ビクトル・ユーゴー レ・ミゼラブル 第二部 コゼット


     十一 プティー・ピクプュスの終わり

 王政復古の初め頃から、プティー・ピクプュスの修道院は衰微してきた。十八世紀の後には、すべての宗教的団体とともに一般に秩序の終滅をきたしたのであって、これもその一部分にすぎなかった。静観は祈祷(きとう)とともに人間に必要なものの一つである。しかし革命の手に触れられたすべてのものと同じく、静観もやがてその形を変じて、社会の進歩をはばむことから脱して、かえってそれを助けるものとなるだろう。

 プティー・ピクプュスの家に住む者は、にわかにその数を減じてきた。一八四〇年には、小修道院はなくなり、寄宿舎もなくなっていた。年老いた女らも、若い娘らも、もはやそこにいなかった。老いたる者は死に、若き者は立ちのいていた。彼女らは飛び去りぬ。

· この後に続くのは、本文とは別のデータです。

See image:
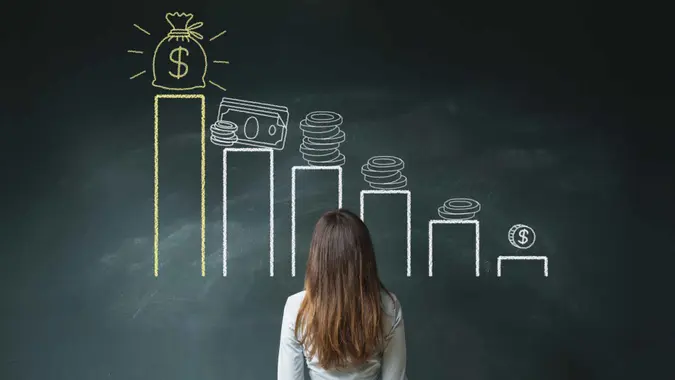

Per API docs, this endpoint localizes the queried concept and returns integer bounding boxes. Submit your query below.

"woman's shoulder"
[286,290,306,308]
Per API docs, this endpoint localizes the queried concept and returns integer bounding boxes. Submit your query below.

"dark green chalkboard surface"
[0,1,672,380]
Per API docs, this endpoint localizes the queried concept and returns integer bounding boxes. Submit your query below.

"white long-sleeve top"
[277,291,407,380]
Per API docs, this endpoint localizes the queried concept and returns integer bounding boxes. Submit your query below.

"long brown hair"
[295,209,387,369]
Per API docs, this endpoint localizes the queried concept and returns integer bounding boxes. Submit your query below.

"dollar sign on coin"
[518,229,530,245]
[169,46,190,79]
[509,224,537,249]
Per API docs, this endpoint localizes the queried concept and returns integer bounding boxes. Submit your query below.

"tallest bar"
[153,94,206,277]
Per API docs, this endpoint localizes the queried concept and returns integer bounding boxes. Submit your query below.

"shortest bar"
[497,256,548,277]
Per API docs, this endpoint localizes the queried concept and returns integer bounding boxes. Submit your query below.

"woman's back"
[278,291,407,380]
[278,209,406,380]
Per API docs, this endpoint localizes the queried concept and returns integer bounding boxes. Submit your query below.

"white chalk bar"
[291,166,342,277]
[359,190,412,277]
[223,148,274,277]
[497,256,548,277]
[429,219,480,277]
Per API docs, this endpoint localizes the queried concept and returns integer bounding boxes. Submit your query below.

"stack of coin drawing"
[438,198,480,219]
[211,120,239,147]
[300,111,345,166]
[361,156,408,190]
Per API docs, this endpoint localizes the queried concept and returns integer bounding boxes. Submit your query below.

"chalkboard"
[0,1,672,380]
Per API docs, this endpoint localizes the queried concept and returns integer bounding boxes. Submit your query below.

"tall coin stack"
[300,111,345,166]
[361,156,408,190]
[210,120,239,147]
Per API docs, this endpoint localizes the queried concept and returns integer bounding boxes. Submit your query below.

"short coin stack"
[300,111,345,166]
[210,120,239,147]
[438,198,480,219]
[361,156,408,190]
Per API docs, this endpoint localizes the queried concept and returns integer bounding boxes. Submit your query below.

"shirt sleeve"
[277,298,305,380]
[382,302,408,380]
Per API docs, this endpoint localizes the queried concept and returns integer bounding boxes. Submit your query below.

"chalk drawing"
[223,148,274,277]
[127,12,229,91]
[300,111,346,166]
[497,256,548,277]
[359,190,412,277]
[429,219,480,277]
[438,198,480,220]
[291,166,342,277]
[508,224,537,249]
[153,94,206,277]
[211,98,289,150]
[361,156,408,190]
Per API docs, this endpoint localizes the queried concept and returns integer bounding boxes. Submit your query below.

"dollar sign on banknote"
[152,12,208,90]
[169,46,190,79]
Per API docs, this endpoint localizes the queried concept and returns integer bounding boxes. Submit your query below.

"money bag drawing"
[152,12,207,90]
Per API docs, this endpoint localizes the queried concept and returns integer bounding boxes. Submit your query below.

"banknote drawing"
[211,98,289,150]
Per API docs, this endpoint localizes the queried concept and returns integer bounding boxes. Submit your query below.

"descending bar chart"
[359,190,412,277]
[291,166,342,277]
[205,98,548,277]
[223,148,274,277]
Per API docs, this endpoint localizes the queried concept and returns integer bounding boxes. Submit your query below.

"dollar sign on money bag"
[518,230,530,245]
[152,12,208,90]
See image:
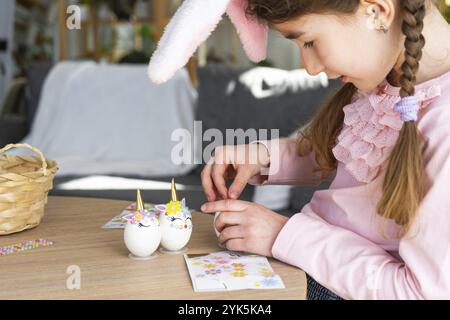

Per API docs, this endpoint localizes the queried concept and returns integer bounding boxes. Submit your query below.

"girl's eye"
[303,41,314,48]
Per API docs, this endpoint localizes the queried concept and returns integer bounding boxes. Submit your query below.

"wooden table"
[0,197,306,300]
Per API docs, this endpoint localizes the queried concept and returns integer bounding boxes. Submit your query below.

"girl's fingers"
[219,225,245,243]
[201,164,216,201]
[201,199,252,213]
[229,170,252,199]
[215,211,244,232]
[211,164,228,199]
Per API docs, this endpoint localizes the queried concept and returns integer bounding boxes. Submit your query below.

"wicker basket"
[0,144,58,235]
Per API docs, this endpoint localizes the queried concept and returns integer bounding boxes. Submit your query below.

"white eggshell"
[124,222,161,258]
[160,214,192,251]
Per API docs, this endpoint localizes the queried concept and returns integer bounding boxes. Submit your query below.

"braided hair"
[377,0,425,234]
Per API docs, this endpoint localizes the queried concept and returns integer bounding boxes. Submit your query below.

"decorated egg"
[156,179,192,253]
[213,212,226,249]
[124,190,161,260]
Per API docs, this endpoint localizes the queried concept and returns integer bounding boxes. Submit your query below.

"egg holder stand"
[124,209,188,261]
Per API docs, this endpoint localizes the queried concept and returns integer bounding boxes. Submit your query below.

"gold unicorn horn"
[136,189,145,211]
[170,178,178,201]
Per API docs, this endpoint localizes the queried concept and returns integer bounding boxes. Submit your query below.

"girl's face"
[273,6,403,91]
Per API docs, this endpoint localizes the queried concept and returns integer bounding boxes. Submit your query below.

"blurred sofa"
[0,64,340,215]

 常住礼拝の規則は、人に怖気(おじけ)を震わせるほど苛酷(かこく)なものである。帰依する者は少なくなり、新たにはいって来る者はなくなった。一八四五年には、なお多少の助修道女らが散在していた。しかし歌唱の修道女はもはや一人もいなかった。今から四十年前には、修道女の数は約百人ばかりだった。十五年前には、もはや二十八人に過ぎなかった。そして今日は幾人になってることであろう? 一八四七年には、院長はまだ若い人だった。これは選挙の範囲がせばまったしるしである。院長は四十歳にもなっていなかった。また人員の減少につれて労苦は増してくる。各人の仕事はますます激しいものとなってくる。聖ベネディクトの重い規則をになうべき肩も、やがては前にかがんだ痛ましいもののみ十指を屈するにすぎなくなることが見えていた。しかもその重荷は絶対的のものであって、それをになうべき人員の多少にかかわらず常に同一なのである。それは人を圧迫し人を押しつぶす。かくて修道女らは死んでいった。本書の著者がなおパリーにいた頃、死んだ者が二人まである。一人は二十五歳で、一人は二十三歳だった。二十三歳の彼女は、おそらくユリア・アルピヌラのようにこう言ったであろう。「二十三年を生きて今妾(わらわ)ここに横たわる。」修道院が若い娘の教育をよしたのも、かかる衰微のゆえにである。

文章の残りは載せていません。